Yoram Kochavy יורם כוכבי

Personal information
- Nationality: Israeli
- Born: November 19, 1962 (age 63) Israel
- Height: 5 ft 11.5 in (181.6 cm)
- Weight: 148 lb (67 kg)

Sport
- Sport: Swimming
- Strokes: butterfly medley
- College team: University of Georgia and University of Denver

= Yoram Kochavy =

Israeli swimmer

Yoram Kochavy (יורם כוכבי; born November 19, 1962) is an Israeli former Olympic swimmer.

==Early life and education==
Kochavy was born in Israel, and is Jewish. In 1981 he attended the University of Georgia, and competed for the university in swimming.
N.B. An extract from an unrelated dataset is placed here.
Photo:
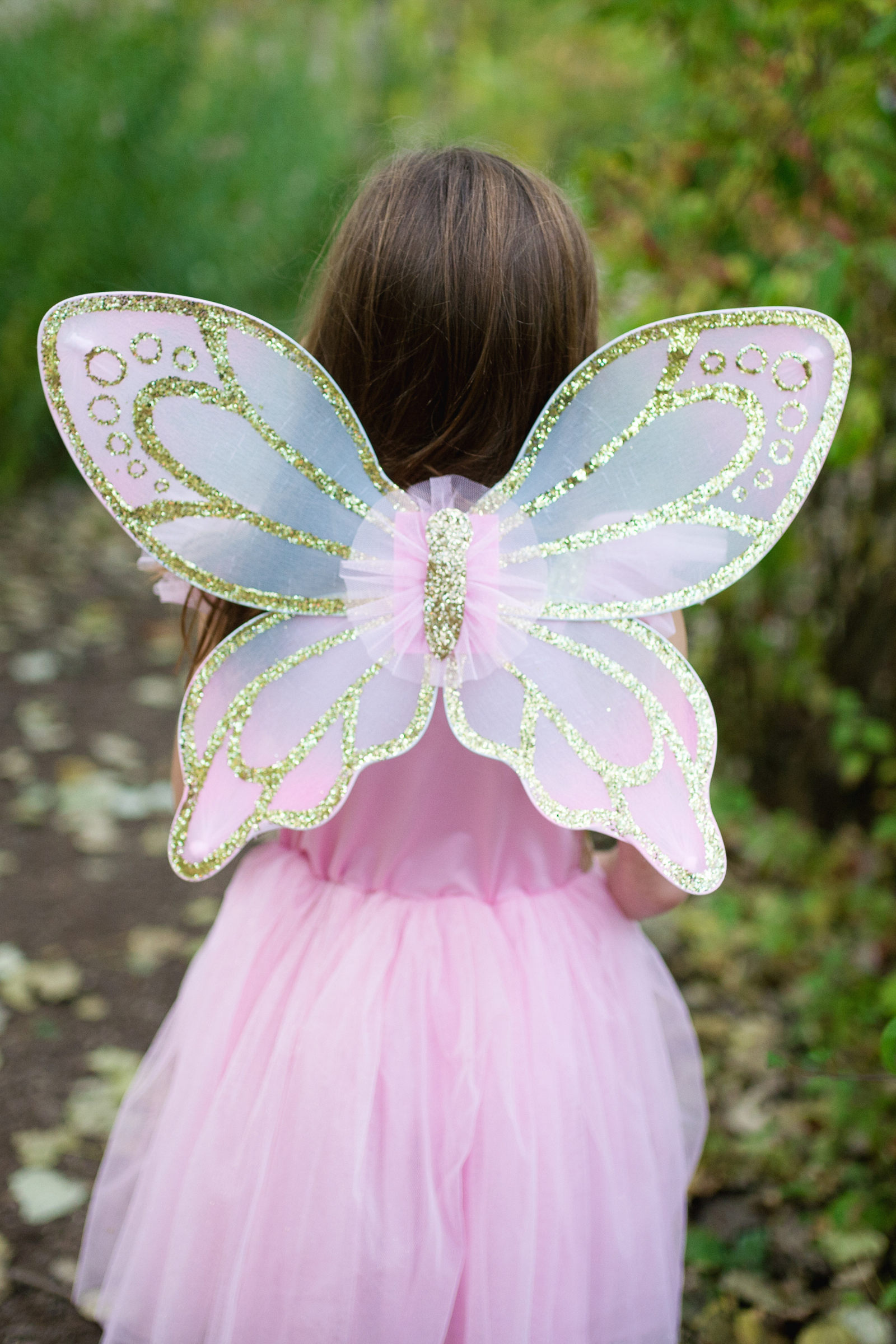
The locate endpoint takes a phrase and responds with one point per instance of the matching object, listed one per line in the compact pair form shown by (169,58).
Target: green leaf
(888,1046)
He attended University of Denver, where he obtained a Bachelor of Science in Computer Science and Psychology in 1986, and a Master of Science in Computer Science in 1987.

==Swimming career==
At the 1981 Maccabiah Games, Kochavy won a silver medal and two bronze medals.

When he competed in the Olympics, he was 5 ft 7.5 in tall and weighed 148 lb.

Kochavy competed for Israel at the 1984 Summer Olympics in Los Angeles, California, in swimming at the age of 21. Swimming in the Men's 400 metre Individual Medley he came in 16th with times of 4:35.70 in Round One and 4:40.00 in the B Final, competing in the Men's 200 metre Butterfly he came in 22nd with a time of 2:04.08, and swimming in the Men's 200 metre Individual Medley he came in 27th with a time of 2:11.81.

At the 1985 National Association of Intercollegiate Athletics (NAIA) Men's Swimming and Diving Championships, swimming for University of Denver, Kochavy won gold medals in both the 200 (in 1:54.04) and 400 yard (in 4:02.63) Individual Medleys and the 200 yard Butterfly, and was the NAIA High Point Award Winner. His three titles that year still stand as a tie for the existing NAIA record for most individual swimming titles in a year. That year he also set the record of the university in the 200 individual medley, which still stands, of 1:54.05, and set a record in the 400 individual medley which stood until 2001. At the 1986 NAIA Championships, he again won the 200 yard Individual Medley (in 1:55.09).